One is the signal preprocessing method, which removes the baseline offset and the linearly sloped baselines by simple mathematical operations of the first derivative and the second derivative. Common methods include multiplicative signal correction (MSC) [21
], finite impulse response (FIR) filtering [22
], generalized moving window MSC (W-MSC) [21
], OSC [23
], etc., wherein FIR and MW-MSC are variants of MSC. However, it must be noted that these simple preprocessing methods do not handle complex changes between the master spectra and the slave spectra.
The other is the projection method. It includes transfer component analysis (TCA) [25
] and kernel principal component analysis (KPCA) [26
]. TCA projects the master spectra and the slave spectra into a common feature space in which the distribution of the master spectra and the slave spectra are as similar as possible while retaining the key properties of the spectra. TCA and KPCA use different kernels, so they can cope with nonlinear and more complex changes in the spectra.
In this paper, a novel projection method is proposed, which is a feature transfer model based on PLS subspace (PLSCT). PLSCT establishes the PLS model of the calibration set of the master instrument firstly, constructing a low-dimensional PLS subspace, which is a feature space constructed by the spectral feature vectors. The PLS model is then used to extract the predicted features of the master spectra and the pseudo predicted features of the slave spectra, that is, to project all spectra of the master instrument and slave instrument into this PLS subspace. Then, the ordinary least squares method is used to explore the relationship between the two features in the identical PLS subspace, the relationship will then be resorted to construct a feature transfer relationship model.
Notice that the pseudo predicted feature of the slave spectra is acquired by the PLS model established by the master instrument rather than the PLS model of the slave instrument. And PLSCT does not need the response variable corresponding to the standard set. In addition, compared with PDS, PLSCT corrects the feature of the spectra rather than the spectra. In contrast to CCACT, PLSCT uses PLS to find the covariance between the spectra and the response variable, instead of using CCA to find the correlation between the master spectra and the slave spectra.
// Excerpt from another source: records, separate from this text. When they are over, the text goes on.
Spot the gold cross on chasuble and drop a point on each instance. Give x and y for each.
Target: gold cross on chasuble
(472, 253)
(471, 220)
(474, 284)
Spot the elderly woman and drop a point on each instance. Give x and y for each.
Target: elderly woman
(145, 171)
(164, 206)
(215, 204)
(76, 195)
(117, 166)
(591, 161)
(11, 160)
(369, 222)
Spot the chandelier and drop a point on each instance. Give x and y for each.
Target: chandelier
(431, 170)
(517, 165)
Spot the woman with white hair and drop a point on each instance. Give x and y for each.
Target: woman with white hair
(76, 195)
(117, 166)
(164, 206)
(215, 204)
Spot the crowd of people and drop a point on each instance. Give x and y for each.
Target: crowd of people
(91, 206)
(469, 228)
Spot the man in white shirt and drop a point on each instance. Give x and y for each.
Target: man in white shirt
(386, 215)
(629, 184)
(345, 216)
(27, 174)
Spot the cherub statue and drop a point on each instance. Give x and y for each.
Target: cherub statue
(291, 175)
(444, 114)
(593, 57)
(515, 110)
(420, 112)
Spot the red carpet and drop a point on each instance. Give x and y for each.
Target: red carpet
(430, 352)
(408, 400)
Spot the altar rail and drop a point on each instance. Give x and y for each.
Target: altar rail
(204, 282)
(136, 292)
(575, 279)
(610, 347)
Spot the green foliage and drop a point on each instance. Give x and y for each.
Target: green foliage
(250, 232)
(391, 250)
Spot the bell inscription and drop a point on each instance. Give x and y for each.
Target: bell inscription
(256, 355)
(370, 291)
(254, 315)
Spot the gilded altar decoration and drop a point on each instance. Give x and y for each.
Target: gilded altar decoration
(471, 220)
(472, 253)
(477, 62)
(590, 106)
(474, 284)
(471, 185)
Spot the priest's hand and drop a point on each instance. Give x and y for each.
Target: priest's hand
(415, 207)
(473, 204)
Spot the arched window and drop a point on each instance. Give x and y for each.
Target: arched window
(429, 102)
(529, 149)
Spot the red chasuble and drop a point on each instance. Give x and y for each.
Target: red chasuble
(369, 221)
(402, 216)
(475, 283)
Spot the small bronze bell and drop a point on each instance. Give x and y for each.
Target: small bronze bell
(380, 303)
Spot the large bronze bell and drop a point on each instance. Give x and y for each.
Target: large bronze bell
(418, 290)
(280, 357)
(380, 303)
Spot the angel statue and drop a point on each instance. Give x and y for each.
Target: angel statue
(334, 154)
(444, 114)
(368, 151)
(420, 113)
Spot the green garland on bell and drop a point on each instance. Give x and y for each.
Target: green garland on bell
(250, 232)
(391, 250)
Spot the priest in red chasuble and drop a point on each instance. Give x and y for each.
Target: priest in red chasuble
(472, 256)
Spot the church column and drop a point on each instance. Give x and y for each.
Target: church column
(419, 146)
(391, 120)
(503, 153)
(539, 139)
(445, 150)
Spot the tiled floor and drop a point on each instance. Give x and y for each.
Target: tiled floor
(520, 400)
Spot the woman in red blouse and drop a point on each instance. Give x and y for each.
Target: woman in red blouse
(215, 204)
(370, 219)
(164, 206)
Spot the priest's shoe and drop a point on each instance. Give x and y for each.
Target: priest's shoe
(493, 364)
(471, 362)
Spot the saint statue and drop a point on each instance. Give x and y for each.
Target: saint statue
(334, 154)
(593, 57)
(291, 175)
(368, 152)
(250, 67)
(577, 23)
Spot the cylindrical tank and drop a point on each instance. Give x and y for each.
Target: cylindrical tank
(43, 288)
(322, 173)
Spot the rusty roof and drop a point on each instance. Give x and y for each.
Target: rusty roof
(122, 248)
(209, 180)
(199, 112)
In order to validate the performance of the PLSCT model, we not only compare its prediction results against those of the SBC, PDS, CCACT, GLSW, and MSC methods, but also apply the Wilcoxon signed rank test [27
] to determine whether PLSCT is statistically significantly superior to other models. The experiment was conducted in three real near-infrared datasets. By analyzing all the experimental results, we conclude that the PLSCT can significantly reduce the prediction error.